The use of mean-centring is illustrated through both practical implementation and theoretical groundwork. By employing mean-centring, the method allows better distillation of activation vectors that encode target behaviors, thus enhancing task performance when applied to various contexts such as reducing model output toxicity and altering linguistic genre parameters.
Figure 1: An example of mean-centring illustrated on a set of highly anisotropic activations (i.e. offset from the origin).
Experimental Evaluations
Toxicity Removal
The study conducts experiments on toxicity removal by steering model outputs using the mean-centred method. Using GPT-2 Small, prompts derived from toxic comments are processed with different steering methods. Mean-centring notably demonstrates superior performance in generating non-toxic text compared to non-steered methods and contemporary methods like ActAdd. This empirically validates the advantage of mean-centring for reducing toxic content without compromising model coherence.

Figure 2: Changes in mean positive sentiment of generated text with each word generated for the different methods (with 95% CI bands).
Genre Steering and Function Vector Extraction
Beyond toxicity control, the paper explores steering story genres and extracting function vectors. By employing mean-centring, generated outputs in story completion tasks more robustly align with desired genres, showcasing the method's efficacy in modifying LLM outputs in nuanced contexts.
Another significant contribution is the improvement in extracting function vectors. By utilizing mean-centring, these vectors now demonstrate enhanced triggering of specific functions, improving task accuracies significantly across several tasks compared to baseline methods.

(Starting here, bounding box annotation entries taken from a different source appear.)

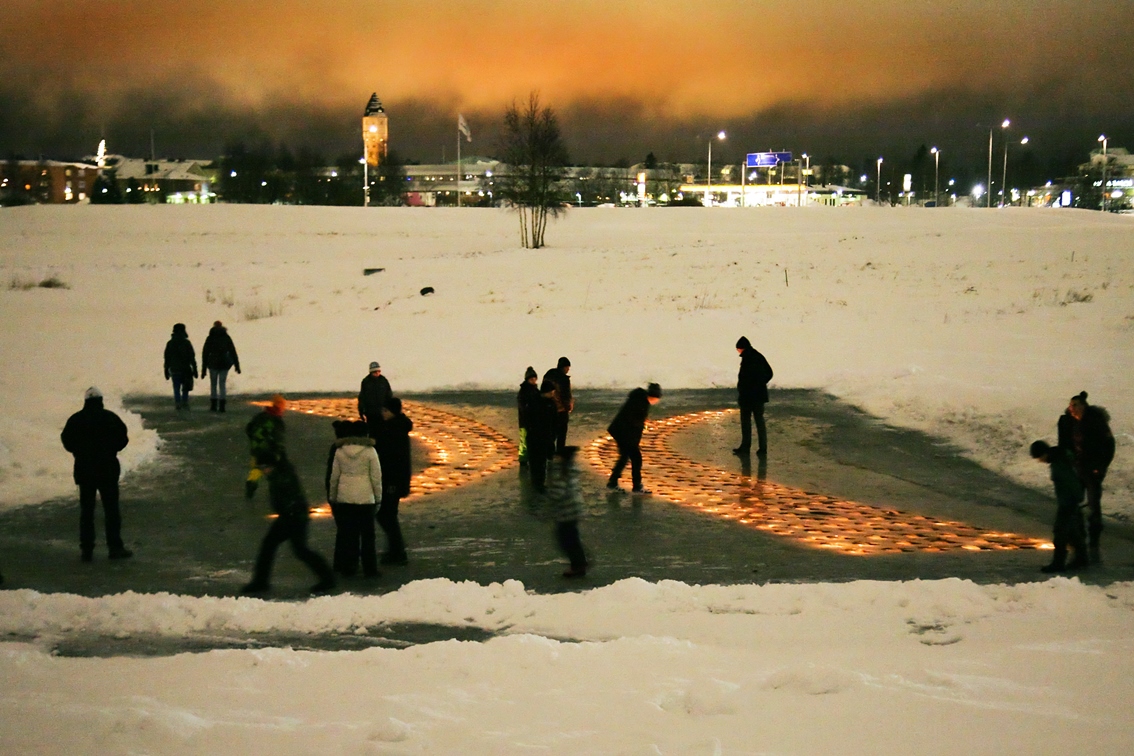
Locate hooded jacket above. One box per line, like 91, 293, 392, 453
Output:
328, 436, 382, 504
201, 325, 240, 373
378, 413, 414, 498
736, 343, 772, 407
166, 326, 197, 377
59, 397, 130, 485
607, 388, 650, 447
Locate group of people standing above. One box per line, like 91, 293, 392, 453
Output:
242, 362, 414, 594
164, 321, 240, 413
1031, 391, 1115, 572
55, 328, 1115, 594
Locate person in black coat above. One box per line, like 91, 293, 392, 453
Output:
549, 357, 575, 453
607, 383, 661, 493
516, 365, 540, 467
1031, 441, 1090, 572
201, 321, 240, 413
166, 323, 197, 409
1057, 391, 1115, 562
358, 362, 393, 441
240, 450, 335, 594
60, 387, 134, 562
733, 335, 772, 457
527, 378, 559, 493
376, 397, 414, 564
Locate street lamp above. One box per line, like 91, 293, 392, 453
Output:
984, 118, 1012, 207
930, 147, 941, 207
705, 131, 728, 206
1000, 136, 1029, 207
1099, 134, 1107, 212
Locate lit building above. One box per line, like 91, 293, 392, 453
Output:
0, 160, 99, 204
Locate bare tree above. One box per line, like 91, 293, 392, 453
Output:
497, 92, 567, 249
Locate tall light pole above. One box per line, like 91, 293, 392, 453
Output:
984, 118, 1012, 207
705, 131, 728, 207
1099, 134, 1107, 212
1000, 136, 1029, 207
930, 147, 941, 207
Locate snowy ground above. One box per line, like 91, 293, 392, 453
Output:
0, 206, 1134, 754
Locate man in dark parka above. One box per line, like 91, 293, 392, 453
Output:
1031, 441, 1090, 572
164, 323, 197, 409
733, 335, 772, 457
60, 387, 134, 562
607, 383, 661, 493
1057, 391, 1115, 563
527, 371, 559, 492
375, 397, 414, 566
553, 357, 575, 453
201, 321, 240, 413
358, 362, 393, 441
516, 365, 540, 467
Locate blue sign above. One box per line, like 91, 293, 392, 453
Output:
747, 152, 792, 168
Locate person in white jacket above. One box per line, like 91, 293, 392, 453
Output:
327, 423, 382, 577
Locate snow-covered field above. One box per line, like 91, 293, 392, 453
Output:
0, 206, 1134, 754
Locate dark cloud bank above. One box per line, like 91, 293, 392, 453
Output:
0, 74, 1134, 184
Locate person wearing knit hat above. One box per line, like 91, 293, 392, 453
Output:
164, 323, 197, 409
60, 385, 134, 562
555, 357, 575, 452
358, 360, 393, 441
244, 394, 287, 499
733, 335, 772, 457
516, 365, 540, 467
607, 383, 661, 493
201, 321, 240, 413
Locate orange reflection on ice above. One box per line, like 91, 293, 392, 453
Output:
585, 410, 1052, 554
253, 398, 517, 507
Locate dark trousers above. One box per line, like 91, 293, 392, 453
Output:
1051, 504, 1086, 567
556, 413, 570, 453
556, 520, 586, 572
527, 443, 551, 491
252, 515, 335, 587
741, 401, 768, 451
331, 503, 378, 577
209, 367, 230, 401
609, 439, 642, 489
376, 486, 406, 557
1083, 473, 1107, 549
78, 479, 124, 552
169, 373, 193, 407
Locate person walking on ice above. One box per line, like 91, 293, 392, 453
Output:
240, 453, 335, 595
733, 335, 772, 457
201, 321, 240, 413
607, 383, 661, 493
1030, 441, 1090, 572
60, 385, 134, 562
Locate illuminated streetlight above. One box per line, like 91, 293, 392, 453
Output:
930, 147, 941, 207
705, 131, 728, 206
1099, 134, 1107, 212
1000, 134, 1029, 207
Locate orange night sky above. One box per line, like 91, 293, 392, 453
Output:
0, 0, 1134, 170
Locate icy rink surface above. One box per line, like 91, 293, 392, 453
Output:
0, 206, 1134, 754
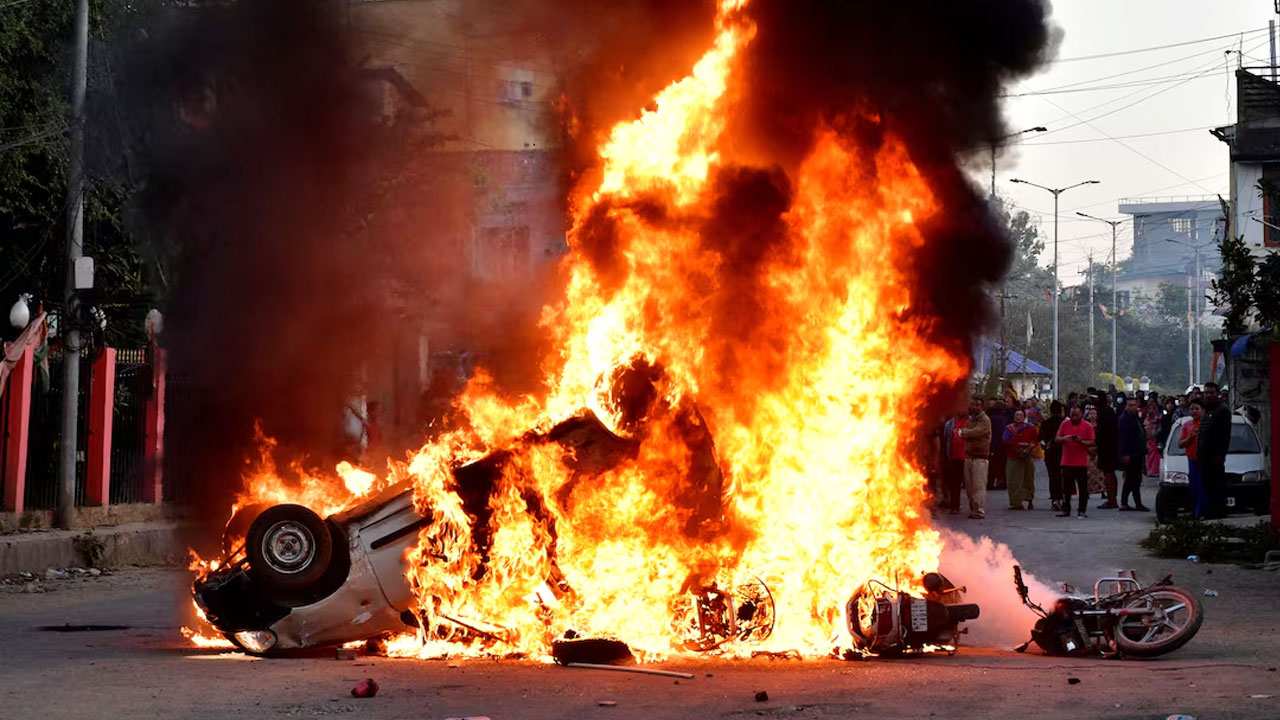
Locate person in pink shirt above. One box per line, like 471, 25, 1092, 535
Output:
1053, 405, 1096, 518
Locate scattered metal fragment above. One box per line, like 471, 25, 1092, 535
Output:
564, 662, 694, 680
351, 678, 378, 697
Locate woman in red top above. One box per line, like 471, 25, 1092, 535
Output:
1178, 400, 1208, 518
1142, 400, 1160, 475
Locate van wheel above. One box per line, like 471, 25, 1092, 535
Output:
1156, 491, 1178, 523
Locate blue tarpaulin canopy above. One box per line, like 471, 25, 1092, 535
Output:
978, 342, 1053, 375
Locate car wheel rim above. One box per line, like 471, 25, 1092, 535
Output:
262, 521, 315, 575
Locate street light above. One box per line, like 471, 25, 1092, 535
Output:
991, 124, 1044, 196
1165, 237, 1213, 384
1009, 178, 1102, 398
1075, 211, 1133, 382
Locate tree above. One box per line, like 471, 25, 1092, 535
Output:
0, 0, 173, 346
1212, 234, 1257, 337
1002, 196, 1212, 393
1253, 252, 1280, 332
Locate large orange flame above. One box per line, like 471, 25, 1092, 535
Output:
192, 0, 969, 657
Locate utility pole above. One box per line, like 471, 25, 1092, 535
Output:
1009, 178, 1100, 398
1076, 213, 1126, 382
1192, 245, 1204, 383
1085, 250, 1094, 373
58, 0, 88, 528
1187, 270, 1196, 386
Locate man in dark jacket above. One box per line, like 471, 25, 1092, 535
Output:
987, 397, 1014, 489
1041, 400, 1064, 512
1094, 392, 1120, 510
1098, 397, 1148, 511
1196, 382, 1231, 518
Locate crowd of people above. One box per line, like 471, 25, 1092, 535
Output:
932, 382, 1231, 520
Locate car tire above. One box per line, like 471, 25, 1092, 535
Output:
244, 505, 334, 607
1156, 489, 1178, 523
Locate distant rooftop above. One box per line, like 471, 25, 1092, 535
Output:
1117, 195, 1221, 215
1120, 195, 1217, 205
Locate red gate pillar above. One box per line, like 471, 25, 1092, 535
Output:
142, 347, 165, 502
1267, 341, 1280, 532
0, 345, 35, 512
84, 347, 115, 507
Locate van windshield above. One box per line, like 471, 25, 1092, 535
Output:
1165, 419, 1262, 456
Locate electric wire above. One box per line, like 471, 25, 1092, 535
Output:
1055, 27, 1268, 63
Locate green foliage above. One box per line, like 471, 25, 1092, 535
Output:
1001, 192, 1212, 392
1253, 252, 1280, 329
1213, 236, 1256, 337
1142, 516, 1280, 562
1156, 283, 1188, 323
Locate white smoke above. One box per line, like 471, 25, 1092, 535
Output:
938, 529, 1064, 650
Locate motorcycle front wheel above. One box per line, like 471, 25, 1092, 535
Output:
1116, 585, 1204, 657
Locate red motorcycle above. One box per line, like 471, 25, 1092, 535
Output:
1014, 565, 1204, 657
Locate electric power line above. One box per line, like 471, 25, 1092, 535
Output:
1055, 27, 1268, 63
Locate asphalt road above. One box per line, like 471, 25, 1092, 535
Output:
0, 471, 1280, 720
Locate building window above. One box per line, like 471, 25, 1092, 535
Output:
1259, 165, 1280, 247
480, 225, 529, 279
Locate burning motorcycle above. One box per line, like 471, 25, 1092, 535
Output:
845, 573, 978, 657
1014, 565, 1204, 657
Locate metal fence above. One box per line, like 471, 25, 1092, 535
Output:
26, 352, 92, 510
110, 348, 151, 505
0, 348, 151, 510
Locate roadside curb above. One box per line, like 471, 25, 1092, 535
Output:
0, 521, 187, 575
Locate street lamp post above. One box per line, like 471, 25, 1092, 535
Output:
991, 126, 1049, 201
1165, 237, 1213, 384
1075, 211, 1129, 382
1010, 178, 1101, 398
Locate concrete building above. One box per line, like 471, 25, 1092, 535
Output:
1210, 68, 1280, 255
344, 0, 567, 443
1116, 196, 1222, 314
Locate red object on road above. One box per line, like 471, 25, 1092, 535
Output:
351, 678, 378, 697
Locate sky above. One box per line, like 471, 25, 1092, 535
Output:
974, 0, 1276, 286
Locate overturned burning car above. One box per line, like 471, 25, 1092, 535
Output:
192, 397, 978, 655
192, 397, 798, 655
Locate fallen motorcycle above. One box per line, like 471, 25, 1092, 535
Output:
1014, 565, 1204, 657
845, 573, 979, 657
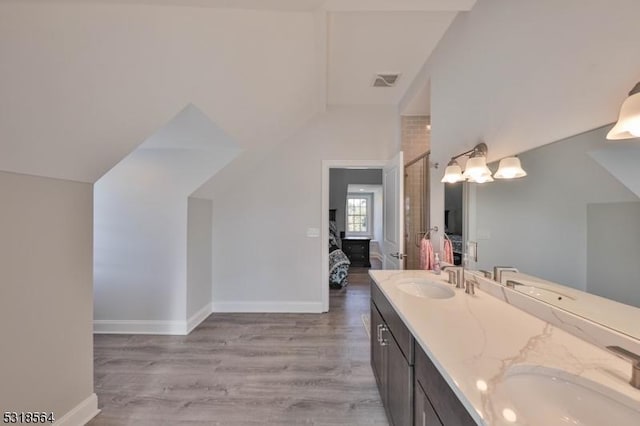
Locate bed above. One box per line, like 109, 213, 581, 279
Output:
329, 210, 351, 289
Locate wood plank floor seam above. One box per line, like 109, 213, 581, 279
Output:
89, 262, 388, 426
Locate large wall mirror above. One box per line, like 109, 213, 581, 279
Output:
465, 126, 640, 338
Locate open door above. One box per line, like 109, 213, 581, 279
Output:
382, 151, 404, 269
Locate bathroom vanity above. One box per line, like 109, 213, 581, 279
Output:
369, 271, 640, 426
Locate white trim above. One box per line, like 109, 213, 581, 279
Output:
93, 320, 187, 336
322, 0, 476, 12
369, 252, 384, 262
213, 302, 329, 314
53, 393, 100, 426
320, 160, 388, 312
187, 303, 213, 334
344, 192, 374, 239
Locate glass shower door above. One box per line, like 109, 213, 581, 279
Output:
404, 154, 429, 269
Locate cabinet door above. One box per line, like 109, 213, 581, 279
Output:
371, 302, 387, 407
413, 380, 442, 426
382, 331, 413, 426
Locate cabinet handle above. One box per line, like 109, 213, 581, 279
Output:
378, 324, 389, 346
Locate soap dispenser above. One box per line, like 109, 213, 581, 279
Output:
433, 253, 441, 275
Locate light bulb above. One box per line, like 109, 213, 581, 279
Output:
627, 117, 640, 138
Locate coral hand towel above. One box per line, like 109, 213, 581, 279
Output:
420, 238, 435, 270
442, 238, 453, 265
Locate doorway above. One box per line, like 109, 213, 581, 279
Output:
321, 160, 387, 312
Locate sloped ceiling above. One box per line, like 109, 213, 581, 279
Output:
0, 0, 474, 186
0, 3, 315, 182
329, 12, 456, 105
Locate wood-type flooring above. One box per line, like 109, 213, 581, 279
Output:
89, 265, 388, 426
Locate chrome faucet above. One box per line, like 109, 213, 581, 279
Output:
504, 280, 524, 288
464, 276, 478, 295
607, 346, 640, 389
442, 265, 464, 288
493, 266, 520, 283
478, 269, 493, 279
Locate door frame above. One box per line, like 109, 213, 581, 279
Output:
320, 160, 389, 312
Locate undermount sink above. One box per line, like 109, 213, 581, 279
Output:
499, 366, 640, 426
398, 279, 456, 299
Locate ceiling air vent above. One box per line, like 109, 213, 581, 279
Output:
373, 73, 400, 87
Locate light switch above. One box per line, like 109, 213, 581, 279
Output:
476, 229, 491, 240
307, 228, 320, 238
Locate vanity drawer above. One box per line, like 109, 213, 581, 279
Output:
371, 280, 414, 365
414, 345, 476, 426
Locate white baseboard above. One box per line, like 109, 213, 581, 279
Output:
93, 320, 187, 336
187, 303, 213, 334
213, 302, 324, 314
53, 393, 100, 426
93, 303, 213, 336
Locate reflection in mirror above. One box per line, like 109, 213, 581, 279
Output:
444, 182, 464, 265
469, 126, 640, 338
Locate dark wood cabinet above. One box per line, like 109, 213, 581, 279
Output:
342, 237, 371, 268
371, 284, 413, 426
415, 345, 476, 426
371, 281, 476, 426
413, 382, 442, 426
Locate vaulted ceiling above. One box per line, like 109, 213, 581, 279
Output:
0, 0, 474, 182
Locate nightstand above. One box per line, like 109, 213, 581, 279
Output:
342, 237, 371, 268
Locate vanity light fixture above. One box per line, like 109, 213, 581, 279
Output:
440, 142, 493, 183
440, 142, 527, 183
607, 82, 640, 140
493, 157, 527, 179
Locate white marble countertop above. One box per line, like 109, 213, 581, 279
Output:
369, 270, 640, 426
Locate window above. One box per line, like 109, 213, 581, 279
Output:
346, 193, 373, 236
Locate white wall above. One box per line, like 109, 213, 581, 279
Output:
213, 107, 399, 312
476, 127, 638, 290
187, 197, 213, 318
400, 0, 640, 246
0, 172, 97, 420
94, 105, 239, 333
329, 169, 382, 231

Figure 3: Genre-word frequencies in generated text continuing stories of a given genre. Text generated without steering (Unsteered) is compared to text generated using mean-centring with a target genre's dataset (Mean-centred).
Anisotropy in Contextual Embeddings
The paper underscores the anisotropic nature of LLM activations and its impact on steering. This bias, where activations are offset consistently from the origin, is addressed by mean-centring, which realigns the vector space for more precise representation of target behaviors, thus confirming improvements in steering accuracy and consistency across various layers and model types, including GPT-J and Llama-2.
Conclusion
The research establishes mean-centring as a powerful technique to improve activation steering in LLMs, enhancing the targeting of complex behaviors without explicit counterbalancing concepts. This method not only improves task-specific outcomes but also broadens the scope of application for activation steering, making it a valuable tool for LLM behavioral control efforts. Future work could further refine mean-centring techniques or explore additional contexts where anisotropic properties are significant, potentially leading to even more sophisticated steering methodologies.